Posted by Bryna Bear aka Gluten Free Baking Bear

     With lots of egg whites saved from recipes using only yolks, baking an angel food cake seemed like a good idea.  I never tasted a home made angel food cake until I was an adult and before that I could not understand why people ate them.  Unlike the ones sold in stores, home made angel food cake is moist, light and delicious with a delightful texture.  Eaten plain or with toppings such as fruit sauce and or whipped cream this cake is a real treat.
     I used a traditional recipe from Martha Stewart and converted it into a GF version.  With a stand mixer or using a hand held electric mixer it is easily and quick to make.  It is best served the day you make it.

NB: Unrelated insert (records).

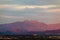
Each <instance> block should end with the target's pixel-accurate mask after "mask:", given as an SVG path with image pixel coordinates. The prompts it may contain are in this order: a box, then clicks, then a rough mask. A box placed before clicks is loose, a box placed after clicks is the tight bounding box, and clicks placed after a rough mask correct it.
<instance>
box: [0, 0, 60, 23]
mask: <svg viewBox="0 0 60 40" xmlns="http://www.w3.org/2000/svg"><path fill="white" fill-rule="evenodd" d="M24 20H37V21H39V22H44V23H47V24H54V23H60V0H0V24H5V23H13V22H17V21H24Z"/></svg>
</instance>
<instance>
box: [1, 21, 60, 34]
mask: <svg viewBox="0 0 60 40" xmlns="http://www.w3.org/2000/svg"><path fill="white" fill-rule="evenodd" d="M27 32H28V33H31V32H32V33H50V34H51V33H60V23H58V24H45V23H43V22H38V21H35V20H31V21H29V20H25V21H23V22H14V23H9V24H0V34H13V33H17V34H20V33H21V34H24V33H27Z"/></svg>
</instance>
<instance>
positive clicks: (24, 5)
mask: <svg viewBox="0 0 60 40" xmlns="http://www.w3.org/2000/svg"><path fill="white" fill-rule="evenodd" d="M53 7H57V5H43V6H36V5H0V9H3V8H12V9H15V10H22V9H26V8H28V9H34V8H43V9H48V8H53Z"/></svg>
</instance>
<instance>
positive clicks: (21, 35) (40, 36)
mask: <svg viewBox="0 0 60 40" xmlns="http://www.w3.org/2000/svg"><path fill="white" fill-rule="evenodd" d="M0 39H3V40H12V39H14V40H58V39H59V40H60V36H52V35H49V36H47V35H44V36H41V35H36V34H34V35H10V36H9V35H5V36H4V35H2V36H0Z"/></svg>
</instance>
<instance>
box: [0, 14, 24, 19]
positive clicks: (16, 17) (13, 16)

 GLUTEN FREE DAIRY FREE ANGEL FOOD CAKE

Ingredients
1/2 cup
Tapioca Flour
1/4 cup
Chickpea Flour
1/4 cup
Sorghum Flour
1/2 tsp.
Xanthan Gum
1 1/2 tsp.
Cream of Tarter
1/4 tsp.
Sea Salt
1 1/2 cup
Sugar - divided
1 3/4 cups/about 14 large
Egg Whites - room temperature
1 Tbs.
Water
1 1/2 tsp.
Vanilla Extract
1/2 tsp.
Almond Extract

Directions
  1. Preheat oven to 350℉.  You will need a 10-inch angel food pan or a tube pan with a removable bottom.  Do NOT grease the pan.
    This is an angel food pan with a removable bottom and
    with feet to keep the cake elevated as it cools.
  2. In a medium sized bowl add the flours, xanthan gum and 3/4 cup of sugar.  Mix well.  Set aside.
  3. In the bowl of a stand mixer add the egg whites and water.  Using the whisk attachment whip until foamy.
    Egg whites whipped until foamy.
  4. Add the salt, cream of tarter and vanilla to the egg whites and beat, on medium speed, until soft peaks form.
    Egg whites, cream of tarter and vanilla whipped to the soft peak stage.
  5. Continue beating the egg mixture while adding the remaining 3/4 cup of sugar, one tablespoon at a time until stiff, but not dry.
    Egg whites and sugar all whipped.
  6. In six additions, sift the flour mixture over the stiff egg whites.  Fold in the flour mixture after each addition.
    Some of the flour mixture sifted onto the egg whites.

    Folding the flour into the egg whites.

    The egg whites after all the flour has been added.
  7. Scoop the mixture into the angel food or tube pan.  Run a knife through the batter to eliminate any air pockets and then smooth out the top with a silicone spatula.
    Batter in the pan.
  8. Bake about 35-40 minutes until the cake is golden brown and springs back when pressed.  Do not over bake.
    Cake after baking.
  9. Turn the cake pan upside down to cool completely.  If your pan does not have feet then turn the cake upside down and place the center ring over a wine bottle to keep it elevated.
    Cake cooling upside down.
  10. When cool, run a knife or offset spatula around the inner and outer edges of the pan.  Slide the side ring off the pan while holding the center of the pan.
  11. Run a knife along the bottom of the cake to release the cake.  I like to serve it with the bottom up but you can serve it any way you like.  A sharp rap of the pan when the cake is inverted will also release the cake.  Just do this over a plate or baking sheet.
  12. Serve plain or with a fruit or fruit sauce and or whipped cream or non dairy topping.  Some people like it with chocolate sauce.  
    A slice of cake with homemade strawberry sauce.
  13. It is best when served the day it is baked.  Left over cake will keep a few days at room temperature or in the fridge.  It is best to slice the cake using a serrated knife.
    The cake is also wonderful plain.